行く先々でノアはテリーと出会い、最初はバカにしていたのに、やがて立場が逆転。思い上がっていた自分を知らされていくのですが、友情が芽生え、話しているうちに、ハルを見直す契機ともなります。
ノアは嫌っていたスーツアクターを経験し、ハルが命を助けたマイラと出会い、悪者たち(中心は天真みちるさん! 好演です)の陰謀も暴かれ、最後はマイラをお姫様だっこして大団円。義理のお母さんだったメイベルとも再会して、こじらせたまま逝ってしまったハルへ、暖かい思いをよみがえらせます。
結局のところ、この物語の核は父子関係で、泣かせてくれます。
といいますか、キキちゃんうまい!
いえ、キキちゃんだけではなく、ひらめちゃん(朝月希和)も、ちなつさん(鳳月杏)も、音くりちゃんも、そして、芽吹幸奈さんも綺城ひか理さんも、みんな好演でした。
綺城さんは、現在星組に移っていますが、97期ですから、キキちゃんよりだいぶん年下なんですね。にもかかららず、176センチの長身ゆえでしょうか、見事なお父さんぶり。直前の「金色の砂漠」新人公演で、主役ギィを演じて好評だったそうです。明日海さんの役ですから、歌も多く、それを破綻無くこなしたわけですから、歌唱力、演技力は相当です。星組での活躍を期待しています。
キキちゃん主演なので、でしょうか、全体に歌が多く、デュエットも多数なんですが、明日海さん・仙名さんはじめ、主力が「仮面のロマネスク」再演全国ツアーにぬけているなかで、これだけの歌唱力の持ち主がそろうなんて、当時の花組は、すごいです!
ああ、音くりちゃんはいまも花組にいて、歌唱力では組の大黒柱になっているようですけども。
そして、いまや伝説ともなったキキちゃんの音くりちゃんお姫様だっこ!!!
えらく長い時間やってて、ど、どこに、そんな力がっ???!!!と、びっくりします。
いや、嘘か本当か知りませんが、「キキちゃんは、実はちなつさんをお姫様だっこしたがっていた」という話も(笑)

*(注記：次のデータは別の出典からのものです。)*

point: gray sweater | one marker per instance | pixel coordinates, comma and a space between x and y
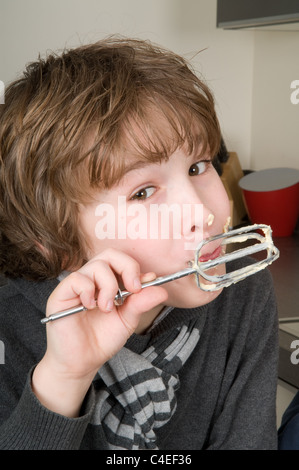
227, 394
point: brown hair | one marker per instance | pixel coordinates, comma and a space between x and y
67, 127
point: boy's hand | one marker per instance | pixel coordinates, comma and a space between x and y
78, 345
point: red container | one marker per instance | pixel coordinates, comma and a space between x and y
272, 197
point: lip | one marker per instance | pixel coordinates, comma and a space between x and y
209, 256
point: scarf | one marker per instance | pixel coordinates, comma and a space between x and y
138, 395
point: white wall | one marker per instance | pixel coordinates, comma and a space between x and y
28, 27
249, 71
275, 120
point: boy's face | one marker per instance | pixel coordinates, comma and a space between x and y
157, 214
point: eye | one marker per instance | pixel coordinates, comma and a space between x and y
143, 194
198, 168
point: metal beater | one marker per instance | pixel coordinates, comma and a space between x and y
263, 242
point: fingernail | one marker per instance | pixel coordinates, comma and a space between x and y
137, 283
109, 305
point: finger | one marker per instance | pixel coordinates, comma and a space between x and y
125, 266
105, 281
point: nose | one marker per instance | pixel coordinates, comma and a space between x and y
197, 218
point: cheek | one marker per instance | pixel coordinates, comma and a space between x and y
220, 202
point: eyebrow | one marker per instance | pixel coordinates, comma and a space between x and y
137, 165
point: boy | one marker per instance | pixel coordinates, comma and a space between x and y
123, 125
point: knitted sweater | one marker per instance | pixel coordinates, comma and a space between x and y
227, 393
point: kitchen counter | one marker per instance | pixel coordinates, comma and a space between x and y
285, 272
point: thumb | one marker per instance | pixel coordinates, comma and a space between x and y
145, 300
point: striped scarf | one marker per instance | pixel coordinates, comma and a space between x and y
138, 395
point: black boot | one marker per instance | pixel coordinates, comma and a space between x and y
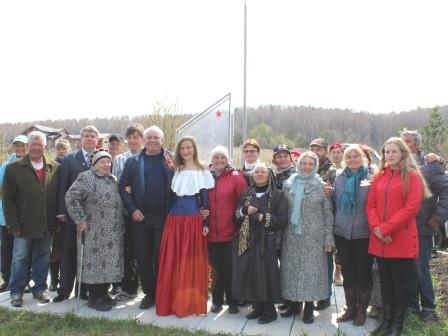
351, 301
294, 308
363, 303
397, 322
54, 276
284, 305
308, 316
386, 321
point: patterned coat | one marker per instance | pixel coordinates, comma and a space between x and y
94, 198
304, 261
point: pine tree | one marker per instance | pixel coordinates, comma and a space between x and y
435, 133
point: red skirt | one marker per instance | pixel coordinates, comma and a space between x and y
182, 283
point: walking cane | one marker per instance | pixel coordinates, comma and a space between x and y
83, 240
337, 310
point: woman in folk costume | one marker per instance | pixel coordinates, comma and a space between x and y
182, 284
262, 210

そしていったい、いつからキキちゃんは、これほどの歌上手になってたんでしょうか?
普段は2番手さんですから、歌は少ないんですが、主演してたっぷり歌うので、これはもうルドルフの時とは大違い!と、はっきり気づきます。
なにかで、「明日海さんのトートとルドルフを演じたとき、圧倒されて歌えなくて、必死になって練習した」というようなことを、キキちゃん本人が言っていました。
男役さんの声は、作るものなんだそうです。明日海さんでさえも、月組の最初のころは、それほど歌がお上手ではなかった、という話もありまして、2008年の「ホフマン物語」主演では、「歌唱力はいまひとつ」ともいわれたようです。

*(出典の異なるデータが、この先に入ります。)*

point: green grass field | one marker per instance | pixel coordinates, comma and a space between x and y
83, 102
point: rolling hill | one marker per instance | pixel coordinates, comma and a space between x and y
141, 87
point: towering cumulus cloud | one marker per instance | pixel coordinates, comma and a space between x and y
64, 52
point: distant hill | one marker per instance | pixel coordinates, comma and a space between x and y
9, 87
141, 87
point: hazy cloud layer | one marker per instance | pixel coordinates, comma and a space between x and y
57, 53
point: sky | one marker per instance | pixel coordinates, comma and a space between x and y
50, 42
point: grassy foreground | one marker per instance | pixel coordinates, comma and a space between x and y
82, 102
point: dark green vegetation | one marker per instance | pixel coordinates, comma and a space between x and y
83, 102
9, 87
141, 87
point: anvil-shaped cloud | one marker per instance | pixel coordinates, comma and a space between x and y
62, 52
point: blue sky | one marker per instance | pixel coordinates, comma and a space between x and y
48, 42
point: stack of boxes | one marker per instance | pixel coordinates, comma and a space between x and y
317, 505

いまにして聞き返してみれば、「新源氏物語」の「恋の曼荼羅」、「雪華抄」の「逢瀬の星」と、この前からキキちゃんは相当に上手く、だから初の東上公演で、これだけ歌う作品をもらえたんですね。
そして、ひらめちゃん。演技力満点で、ちょっとずうずうしくて、調子がよくて、しかし根は人がよくて暖かい、ヒロインというよりは相棒を演じて、キキちゃんの繰り出すアドリブにも、ちゃんと対処してたんだそうです。
歌唱力はいまひとつ、と言われるひらめちゃんですが、「金色の砂漠」のカゲソロ、そして、この「MY HERO」のキキちゃんとのデュエット「ここから始めよう」は、悪くありませんでした。
いえね、バッグの中からビールビンを取り出すような役でしたから「Wヒロイン」という言葉にちょっとびっくりしたのですが、ひらめちゃん、なんと、「金色の砂漠」で卒業なさった花乃まりあさんと同期です。その「金色の砂漠」の新人公演で、ひらめちゃんはビルマーヤ姫でして、あらためて花乃さん、まだ新公年齢だったんですねえ。若いのに、よく重圧に耐えてたんだなあ、と、いまさら感心しました。
そして、これからトップ娘役、というひらめちゃんは、娘役さんとしては、相当年がいっていることになります。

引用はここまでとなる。